Young fans of the Canadian pop star Justin Bieber cry and scream during his concert.

When One Direction performs on the North American leg of their ‘Where We Are’ tour starting in August, you’ll have to squint your ears to hear the boy bands’ hits amid a more ancient and fascinating sound: the emptying of adolescent lungs.

Obviously, there will be screaming — high-decibel, high-pitch swells that push hard on the eardrums and then harder, toward the surreal. It’s an abstract sound that JC Chasez has had years to ponder as a member of the multi-platinum juggernaut ‘N Sync. But putting the power of that communal wail into words still isn’t easy.

“Sound is energy,” Chasez says. “And the entire room is producing sound, not just the people onstage, so when the entire room is resonating with every human being producing, it’s a very exciting feeling.”

Surely. But what’s behind that feeling? Why do young women assembled at pop concerts express their collective ecstasy with the most alarming sound available to their bodies? Why do they scream?

In some ways, today’s young fans are simply imitating the ritualised shrieks of the generations that preceded them, from the Beatlemaniacs to the Beliebers. And while today’s tween screams aren’t reserved exclusively for young male heart-throbs, concerts by Miley Cyrus and Taylor Swift don’t seem to generate quite the same sonic fervour as a performance from One Direction or Ed Sheeran.

Since the splashdown of Elvis Presley in 1956, the American media has often characterised the din of young female fans gathered in the presence of a pop idol as “hysteria” — “a description that denigrates their musical engagement,” according to a 2003 article written by Australian researcher Sarah Baker.

“Not only do these screaming, crushing bodies animate these [performance] spaces,” Baker writes, “but they also make the pop experience feel intensely real for both the girls involved and the wider public.”

So when the lights go down at a 21st century boy band revue, we aren’t hearing a helpless, hysteric howl. We’re hearing a complex expression of individualism and collectivity — perhaps with a dash of Darwin thrown in.

Sociologists have different names for different types of crowds. The noisy throngs at a pop concert qualify as an “expressive crowd” — a gathering in which the participants are given implicit permission to abandon decorum and freak out.

“When men cry at a sports event, it’s very similar” to the screaming that takes place at a One Direction concert, says author Rachel Simmons. “It wouldn’t be okay for men to do that anywhere else. But the sporting event sanctions that behaviour.”

Simmons is the author of The Curse of the Good Girl, a book in which she argues that young women are unfairly asked to squeeze into an impossible mold of politeness and modesty. Simmons says a concert is a unique event that gives girls the rare opportunity to break out of those roles.

“In their day-to-day, non-concert-going lives, girls don’t have a lot of permission to scream,” she says. “A concert offers an oasis from the daily rules about being good girls.

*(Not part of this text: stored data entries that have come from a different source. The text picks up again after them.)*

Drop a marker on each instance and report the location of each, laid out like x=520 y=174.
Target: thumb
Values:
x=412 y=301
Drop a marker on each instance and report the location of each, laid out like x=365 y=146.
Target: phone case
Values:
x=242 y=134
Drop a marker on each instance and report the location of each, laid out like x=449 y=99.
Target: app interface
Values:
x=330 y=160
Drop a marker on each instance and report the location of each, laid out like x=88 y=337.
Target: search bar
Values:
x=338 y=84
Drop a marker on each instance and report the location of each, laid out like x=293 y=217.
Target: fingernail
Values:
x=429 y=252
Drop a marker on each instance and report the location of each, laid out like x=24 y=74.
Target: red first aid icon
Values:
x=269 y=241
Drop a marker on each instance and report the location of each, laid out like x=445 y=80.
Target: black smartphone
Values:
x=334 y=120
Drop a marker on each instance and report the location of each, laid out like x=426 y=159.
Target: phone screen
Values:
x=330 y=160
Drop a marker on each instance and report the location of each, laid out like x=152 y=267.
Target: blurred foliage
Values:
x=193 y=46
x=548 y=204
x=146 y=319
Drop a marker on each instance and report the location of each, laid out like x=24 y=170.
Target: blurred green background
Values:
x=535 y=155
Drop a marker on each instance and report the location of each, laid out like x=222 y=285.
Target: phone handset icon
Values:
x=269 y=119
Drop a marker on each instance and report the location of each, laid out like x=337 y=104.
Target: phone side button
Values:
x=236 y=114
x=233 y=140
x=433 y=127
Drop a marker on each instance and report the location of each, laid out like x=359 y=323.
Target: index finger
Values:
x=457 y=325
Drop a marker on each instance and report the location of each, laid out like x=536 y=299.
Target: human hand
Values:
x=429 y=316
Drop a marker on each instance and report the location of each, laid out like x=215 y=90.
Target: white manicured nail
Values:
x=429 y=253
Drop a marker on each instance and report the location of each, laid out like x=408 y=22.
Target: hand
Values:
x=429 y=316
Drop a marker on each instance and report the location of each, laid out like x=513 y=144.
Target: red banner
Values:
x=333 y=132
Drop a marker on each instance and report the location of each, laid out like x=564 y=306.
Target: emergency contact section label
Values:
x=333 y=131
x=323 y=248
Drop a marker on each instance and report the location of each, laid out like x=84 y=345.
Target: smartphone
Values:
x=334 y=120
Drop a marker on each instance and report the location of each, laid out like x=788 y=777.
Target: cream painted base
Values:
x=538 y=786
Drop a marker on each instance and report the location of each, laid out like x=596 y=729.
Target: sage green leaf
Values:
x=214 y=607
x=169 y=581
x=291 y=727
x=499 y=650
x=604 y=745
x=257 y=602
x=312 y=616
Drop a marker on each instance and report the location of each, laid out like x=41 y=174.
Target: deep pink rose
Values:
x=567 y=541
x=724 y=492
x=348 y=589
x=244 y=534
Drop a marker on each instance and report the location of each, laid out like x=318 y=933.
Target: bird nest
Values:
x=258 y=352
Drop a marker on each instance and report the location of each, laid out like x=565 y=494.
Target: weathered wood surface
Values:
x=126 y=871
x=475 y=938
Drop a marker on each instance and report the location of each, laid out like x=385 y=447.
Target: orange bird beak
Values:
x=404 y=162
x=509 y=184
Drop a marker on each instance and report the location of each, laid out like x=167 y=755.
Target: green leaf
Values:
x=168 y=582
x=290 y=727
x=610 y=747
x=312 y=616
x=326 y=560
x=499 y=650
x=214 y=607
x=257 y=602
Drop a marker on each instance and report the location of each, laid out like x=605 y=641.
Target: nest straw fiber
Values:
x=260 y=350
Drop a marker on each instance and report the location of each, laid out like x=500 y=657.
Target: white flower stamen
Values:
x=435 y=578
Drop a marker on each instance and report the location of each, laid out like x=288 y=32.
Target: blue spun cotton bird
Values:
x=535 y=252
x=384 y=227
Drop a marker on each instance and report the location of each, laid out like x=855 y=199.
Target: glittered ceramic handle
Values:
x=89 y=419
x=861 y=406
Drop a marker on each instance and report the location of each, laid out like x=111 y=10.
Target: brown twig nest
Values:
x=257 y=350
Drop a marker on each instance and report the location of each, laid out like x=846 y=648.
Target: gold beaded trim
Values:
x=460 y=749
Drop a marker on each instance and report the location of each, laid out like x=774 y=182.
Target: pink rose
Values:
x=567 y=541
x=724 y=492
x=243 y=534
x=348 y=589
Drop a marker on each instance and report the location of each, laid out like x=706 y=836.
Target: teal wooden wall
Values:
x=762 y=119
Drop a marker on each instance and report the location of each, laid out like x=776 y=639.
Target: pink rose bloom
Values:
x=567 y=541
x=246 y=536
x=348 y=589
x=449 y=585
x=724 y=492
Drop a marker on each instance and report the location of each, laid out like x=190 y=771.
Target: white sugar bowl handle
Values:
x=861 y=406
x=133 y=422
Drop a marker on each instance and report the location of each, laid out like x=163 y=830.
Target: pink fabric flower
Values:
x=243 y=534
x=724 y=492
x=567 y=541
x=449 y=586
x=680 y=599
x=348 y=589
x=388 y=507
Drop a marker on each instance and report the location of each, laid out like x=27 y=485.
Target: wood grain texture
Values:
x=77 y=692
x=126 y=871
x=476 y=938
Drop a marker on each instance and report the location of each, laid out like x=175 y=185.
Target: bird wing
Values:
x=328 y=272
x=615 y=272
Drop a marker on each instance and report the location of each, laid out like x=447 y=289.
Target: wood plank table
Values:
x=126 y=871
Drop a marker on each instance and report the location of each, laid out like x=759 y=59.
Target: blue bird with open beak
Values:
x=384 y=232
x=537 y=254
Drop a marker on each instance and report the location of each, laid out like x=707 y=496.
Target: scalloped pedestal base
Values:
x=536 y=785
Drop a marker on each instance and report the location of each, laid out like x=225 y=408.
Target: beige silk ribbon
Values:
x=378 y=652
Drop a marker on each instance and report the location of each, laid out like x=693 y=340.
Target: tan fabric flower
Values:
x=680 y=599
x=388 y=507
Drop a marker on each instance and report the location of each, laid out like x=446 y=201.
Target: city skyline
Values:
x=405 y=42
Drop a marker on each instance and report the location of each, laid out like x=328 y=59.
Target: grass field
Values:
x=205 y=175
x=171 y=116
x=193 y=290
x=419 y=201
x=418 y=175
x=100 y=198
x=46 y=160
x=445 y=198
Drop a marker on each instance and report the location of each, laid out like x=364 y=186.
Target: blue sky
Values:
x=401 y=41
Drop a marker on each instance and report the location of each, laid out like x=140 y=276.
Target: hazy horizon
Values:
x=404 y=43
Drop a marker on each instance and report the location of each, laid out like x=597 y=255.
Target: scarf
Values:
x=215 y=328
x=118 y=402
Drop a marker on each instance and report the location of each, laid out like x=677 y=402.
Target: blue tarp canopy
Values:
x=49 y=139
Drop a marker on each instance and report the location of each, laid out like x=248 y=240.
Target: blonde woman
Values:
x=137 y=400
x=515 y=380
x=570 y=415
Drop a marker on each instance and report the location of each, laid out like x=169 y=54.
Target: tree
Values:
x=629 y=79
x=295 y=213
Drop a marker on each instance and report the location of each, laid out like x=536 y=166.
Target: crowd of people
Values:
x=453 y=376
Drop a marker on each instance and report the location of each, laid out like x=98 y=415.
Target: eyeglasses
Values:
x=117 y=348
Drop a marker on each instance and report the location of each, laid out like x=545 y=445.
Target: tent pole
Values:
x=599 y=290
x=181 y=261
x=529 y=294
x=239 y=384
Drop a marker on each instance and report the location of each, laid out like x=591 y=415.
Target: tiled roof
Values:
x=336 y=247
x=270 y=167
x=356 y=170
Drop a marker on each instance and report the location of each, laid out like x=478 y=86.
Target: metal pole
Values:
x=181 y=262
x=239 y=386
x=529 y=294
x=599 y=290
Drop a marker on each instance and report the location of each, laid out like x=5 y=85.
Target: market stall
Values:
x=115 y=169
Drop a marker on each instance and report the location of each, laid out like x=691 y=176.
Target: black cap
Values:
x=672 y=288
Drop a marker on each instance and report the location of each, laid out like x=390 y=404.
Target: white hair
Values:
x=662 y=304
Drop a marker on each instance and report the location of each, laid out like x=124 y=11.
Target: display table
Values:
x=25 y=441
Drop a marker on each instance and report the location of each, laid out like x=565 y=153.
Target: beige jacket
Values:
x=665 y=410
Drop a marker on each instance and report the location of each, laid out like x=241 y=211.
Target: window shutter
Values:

Screaming is about letting go and leaving the confines of being the self-conscious pleaser.”

That’s one way to explain why so many concerts are filled with screaming girls instead of screaming boys.

“Screaming is a way to control a situation,” says Michelle Janning, a professor of sociology at Whitman College in Walla Walla, Washington. “When you’re a kid, and a girl, you don’t have control. Young people don’t have a loud voice in society, so screaming in this kind of space is a way to have a voice. Literally.”

Janning also believes that girls have felt an expectation to scream ever since Beatlemania spread across the land in 1964. “We’re constantly being socialised to see crowds of girls screaming at rock stars,” Janning says. “So we’re following the crowd, doing what we’ve seen other people do. But we also want to stand out as individuals.”

Both Janning and Simmons agree that concert screaming ultimately provides girls a chance to express their individuality while reinforcing their place in the larger group. And it can also be a place for competition.

“Adolescent girls are really invested in the acceptance of their peers,” Simmons says. “But there’s a competitive element to fandom and fan-girling — and screaming is an expression of that fandom. So girls are doing it not only to assert their passion for the band, but to compete with each other and to signal to each other that, ‘This is what I care about.’ It’s part competition, but partly a way to connect. During adolescence for girls, that’s a very complex and important drive.”

For reunited boy bands, though, the scream will always be the barometer of success. “You have to know how to bring every side of the building to the same decibel level,” says Michael Bivins, the 45-year-old vocalist currently on tour with the reunited ‘80s boy band New Edition. “It’s scientific, in a sense. If there isn’t screaming, there’s disappointment.”

In the summer of 2014 — nearly 30 years after the release of the group’s signature hit, ‘Cool It Now’ — New Edition’s original fans are now middle-aged, but they’re still coming out to see the band in concert. The ritual maintains its shape, even if it sounds a little different.

“Their voices are bigger!” Bivins says. “But it’s still the same feeling. They’re screaming for the same parts they were screaming for when we were kids.”